From “Clean and Greens” to Community Gardens

Transforming Symbols of Neglect into Oases of Inspiration:
The Amazing Benefits of Community-Controlled Land

All across the Green Development Zone once trash-strewn, weed-infested vacant lots are springing back to life. Through the BNSC Land Bank, PUSH has acquired almost 50 vacant properties in the GDZ and put them to a variety of uses. These range from relatively simple “clean and green” lots to community gardens, with many of other creative ideas in between. Landscaping touches at the sidewalk-ends of the lots, add new beauty and a sense of hope and rebirth to the neighborhood.


The quickest and simplest way to bring the breath back to a neighborhood street is the “clean and green” lot. Remove the debris and weeds from a vacant lot, grade it, seed it with grass, then add a few sidewalk-side touches like a fence, and a dangerous eyesore can be relatively quickly transformed into a space for recreation or neighborhood events.

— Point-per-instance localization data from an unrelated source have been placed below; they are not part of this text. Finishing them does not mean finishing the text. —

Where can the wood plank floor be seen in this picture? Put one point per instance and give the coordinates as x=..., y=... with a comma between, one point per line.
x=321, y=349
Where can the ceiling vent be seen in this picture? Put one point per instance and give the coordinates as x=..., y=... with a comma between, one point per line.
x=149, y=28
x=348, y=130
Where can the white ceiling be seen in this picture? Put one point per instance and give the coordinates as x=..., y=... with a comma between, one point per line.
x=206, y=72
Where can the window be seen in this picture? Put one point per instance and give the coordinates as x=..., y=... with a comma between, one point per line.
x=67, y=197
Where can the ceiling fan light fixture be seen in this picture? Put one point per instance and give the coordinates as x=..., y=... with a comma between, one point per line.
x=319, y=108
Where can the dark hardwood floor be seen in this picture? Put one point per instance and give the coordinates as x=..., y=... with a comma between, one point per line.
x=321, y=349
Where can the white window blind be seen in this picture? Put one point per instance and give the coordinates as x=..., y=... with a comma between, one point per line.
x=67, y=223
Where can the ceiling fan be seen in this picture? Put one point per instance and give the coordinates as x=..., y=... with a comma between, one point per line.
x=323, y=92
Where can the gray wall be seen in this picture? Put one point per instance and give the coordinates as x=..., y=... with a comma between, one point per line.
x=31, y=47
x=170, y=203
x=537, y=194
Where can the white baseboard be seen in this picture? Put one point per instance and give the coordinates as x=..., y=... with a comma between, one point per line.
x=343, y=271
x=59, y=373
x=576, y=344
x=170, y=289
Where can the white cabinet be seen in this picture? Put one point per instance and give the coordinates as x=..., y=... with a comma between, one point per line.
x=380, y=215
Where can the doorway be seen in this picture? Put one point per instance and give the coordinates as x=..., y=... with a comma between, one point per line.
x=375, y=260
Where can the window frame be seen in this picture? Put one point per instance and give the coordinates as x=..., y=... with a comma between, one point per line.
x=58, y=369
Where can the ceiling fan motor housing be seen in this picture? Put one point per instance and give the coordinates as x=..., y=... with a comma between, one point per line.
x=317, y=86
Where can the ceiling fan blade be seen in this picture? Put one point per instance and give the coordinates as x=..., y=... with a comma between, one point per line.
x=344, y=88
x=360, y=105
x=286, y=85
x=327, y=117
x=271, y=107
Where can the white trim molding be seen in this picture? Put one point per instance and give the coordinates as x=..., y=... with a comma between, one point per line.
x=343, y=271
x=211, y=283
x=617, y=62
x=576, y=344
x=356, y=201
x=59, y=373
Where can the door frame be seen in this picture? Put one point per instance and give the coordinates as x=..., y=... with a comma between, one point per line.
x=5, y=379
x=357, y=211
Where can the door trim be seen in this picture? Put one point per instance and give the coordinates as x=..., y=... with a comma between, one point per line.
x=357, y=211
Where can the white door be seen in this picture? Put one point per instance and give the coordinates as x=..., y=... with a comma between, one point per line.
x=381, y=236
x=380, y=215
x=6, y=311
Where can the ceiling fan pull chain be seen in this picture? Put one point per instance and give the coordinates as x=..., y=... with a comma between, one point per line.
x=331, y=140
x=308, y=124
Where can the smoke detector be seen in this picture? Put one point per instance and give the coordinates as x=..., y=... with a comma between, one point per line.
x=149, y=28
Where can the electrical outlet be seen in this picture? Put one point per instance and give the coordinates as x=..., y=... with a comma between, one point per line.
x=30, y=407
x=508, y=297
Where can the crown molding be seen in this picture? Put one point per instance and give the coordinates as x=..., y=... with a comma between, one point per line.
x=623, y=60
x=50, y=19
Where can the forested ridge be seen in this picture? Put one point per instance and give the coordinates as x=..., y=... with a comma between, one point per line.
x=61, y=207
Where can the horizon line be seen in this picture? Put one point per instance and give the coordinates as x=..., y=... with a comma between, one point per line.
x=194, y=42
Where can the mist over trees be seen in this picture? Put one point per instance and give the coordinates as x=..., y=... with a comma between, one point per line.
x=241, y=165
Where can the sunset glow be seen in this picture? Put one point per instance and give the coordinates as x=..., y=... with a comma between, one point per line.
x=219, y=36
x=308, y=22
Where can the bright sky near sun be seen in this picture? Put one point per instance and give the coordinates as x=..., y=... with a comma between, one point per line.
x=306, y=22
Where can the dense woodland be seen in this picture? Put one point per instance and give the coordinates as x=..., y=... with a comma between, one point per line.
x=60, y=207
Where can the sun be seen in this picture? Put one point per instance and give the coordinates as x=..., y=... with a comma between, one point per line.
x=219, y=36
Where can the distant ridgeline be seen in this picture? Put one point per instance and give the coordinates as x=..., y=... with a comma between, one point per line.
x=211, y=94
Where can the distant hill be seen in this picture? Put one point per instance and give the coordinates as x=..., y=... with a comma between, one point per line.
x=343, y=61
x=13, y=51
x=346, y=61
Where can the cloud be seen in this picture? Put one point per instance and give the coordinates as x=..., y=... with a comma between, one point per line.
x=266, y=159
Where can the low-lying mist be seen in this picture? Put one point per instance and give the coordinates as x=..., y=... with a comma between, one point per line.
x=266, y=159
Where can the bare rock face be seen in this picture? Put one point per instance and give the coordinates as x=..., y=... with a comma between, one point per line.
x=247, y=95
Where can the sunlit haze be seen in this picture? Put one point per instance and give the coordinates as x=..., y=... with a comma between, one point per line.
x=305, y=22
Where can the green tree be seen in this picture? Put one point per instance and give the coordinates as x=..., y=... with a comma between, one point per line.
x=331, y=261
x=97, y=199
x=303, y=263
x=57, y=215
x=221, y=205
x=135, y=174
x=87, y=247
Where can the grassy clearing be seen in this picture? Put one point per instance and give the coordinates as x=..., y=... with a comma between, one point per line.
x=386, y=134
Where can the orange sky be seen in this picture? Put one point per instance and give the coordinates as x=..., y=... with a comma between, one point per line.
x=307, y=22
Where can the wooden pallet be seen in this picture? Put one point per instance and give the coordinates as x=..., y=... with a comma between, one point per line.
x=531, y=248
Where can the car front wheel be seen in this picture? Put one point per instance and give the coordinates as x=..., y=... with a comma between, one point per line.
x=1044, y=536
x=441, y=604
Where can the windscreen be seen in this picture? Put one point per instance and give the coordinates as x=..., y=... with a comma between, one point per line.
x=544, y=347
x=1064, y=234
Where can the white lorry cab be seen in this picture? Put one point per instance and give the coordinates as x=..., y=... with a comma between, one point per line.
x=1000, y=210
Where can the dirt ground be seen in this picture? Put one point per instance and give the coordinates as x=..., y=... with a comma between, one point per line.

PUSH has also dramatically expanded the acreage of Community Gardens on the west side, offering dozens of residents, notably immigrants and refugees from farming regions across the globe, the opportunity to grow their own food and flowers.

On other lots, PUSH’s pocket farms, planted with squash, beans and other food crops, further supplement the MAP Urban Farm‘s output of healthy local food.

Still other plots have become tree farms that nurture the next generation of the West Side’s street trees. A pollinator lot draws bees and butterflies essential to urban agriculture.

Buffalo’s antique and overtaxed sewer system, which was designed to manage rainwater runoff as well as household waste, is a major source of water pollution in our region’s abundant rivers. This makes alternative run-off infrastructure critical to the city’s environmental health.

In partnership with Buffalo Niagara Riverkeeper, PUSH has designed and planted several state-of-the-art rain gardens using deep-rooting native plants and gravel wells that channel water runoff away from sewer-intakes and into the soil. More rain gardens are planned for the final phases of the Massachusetts Avenue Park revitalization plan.

Water system at the 14th Street Community Garden

In addition to these uses, PUSH-owned vacant lots serve other innovative uses that could be scaled up in the future. The NetZero House’s geothermal heating system for example, could be replicated and expanded to deliver energy from underneath a vacant lot to multiple houses on a block. Another vacant parcel owned by PUSH will be paired with an adjacent city-owned lot to provide a second entrance to the Massachusetts Avenue Park.

Construction of the 14th Street Community Gardens, April, 2012


Laying out plots in the 14th Street Community Gardens

Healthy local food sprouting on 14th Street

Community gardens help make happy healthy kids!